6. Increased Leisure or Work Time: By taking public transportation, you gain the time you would have wasted behind the wheel to read or catch up on paper work. With the advent of laptop computers, you can extend your productive time in many other areas or just play a game to unwind.
During my commuting years, I read a book or two a week on the bus, ranging from fiction to areas of new interest. During the eleven years on the bus, I likely learned as much from reading during the three-hour daily rides as in ten or more years of schooling. Talking books are now widely available for those who have troubles reading in a moving vehicle. These tapes cover a wide variety of subjects and often are the source for lectures in home study courses.
Other times I had interesting conversations with fellow riders (we were our own little community of regulars) and took much needed naps which left me refreshed for other activities in the evening, such as spending time with the family.
7. Time for Meditation and Contemplation: Chevreau is right on the money when he states that commuter buses and trains are some of the quietest places today. Regular commuters generally value the privacy and solitude that commuting offers them. As a rider rather than a driver, one can formally meditate or just daydream while gazing out the window and watching the world go by. The changing seasons, storms, beautiful sunrises or sunsets are just some of the things unfolding outside the window that we would otherwise miss or not appreciate. And these days it is hard to find a place, which can rival an hour on a bus or train, where we are not bombarded with demands, ringing phones or other distractions.
8. Provide a Buffer Zone: For many who drive home from work, there is not a sufficient buffer between our workplace life and our private life. We jump into the car at the office still carrying the demands of the day, fight with traffic and discourteous drivers and arrive home with adrenalin pumping from the fight-or-flight situations we have encountered. Once home, we walk into the door with stress reactions high and jump on the often reasonable requests of spouse and children with the fierceness of a pitbull. When we use public transit, we have an opportunity to decompress from the demands of the workplace and generally arrive home in a much friendlier frame of mind.
On the other end of the day, the commuting buffer provided by using transit allows us to begin our day in a more leisurely manner. We can get our brains properly switched from sleep states to the work day, perhaps doing some planning for the upcoming day along the way.
9. Time to Enjoy Good Music: The walkman tape and CD players offer the transit commuter the opportunity to enjoy soothing music which can help enhance the advantages of the buffer zone or meditation/contemplation time. You can even learn about various composers or artists. Libraries offer a wide selection of listening materials for loan. When driving, our attention should be focused on the road and maneuvering the vehicle from point to point. This does not allow the opportunity for the mind to truly listen.
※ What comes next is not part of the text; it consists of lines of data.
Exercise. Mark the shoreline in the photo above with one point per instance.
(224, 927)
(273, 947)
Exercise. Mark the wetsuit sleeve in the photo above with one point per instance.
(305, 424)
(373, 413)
10. Watching the World Go By: Chevreau calls this The Window on Pop Culture, a time for checking out what are the public's current tastes in reading (or clothing). I think it gives a good opportunity not only to watch for trends in pop culture, but for people watching. Okay, for a little listening too. It's hard not to overhear a conversation. This can give you an insight to what the man or woman in the street is thinking about current events, sports, or fashion, or just plain human relations. I learned a lot in my time from conversations "blowing in the wind."
I am sure I could come up with a number of additional reasons to take public transit rather than a private vehicle. Consider those given above but be open to other things which may occur. I found a good friend while commuting, perhaps for some of you, romance may blossom. Others may find new career interests or business opportunities during these times. You never know. What I do know is that, if you must travel a long distance from home to work, public transportation is the only sensible way to go.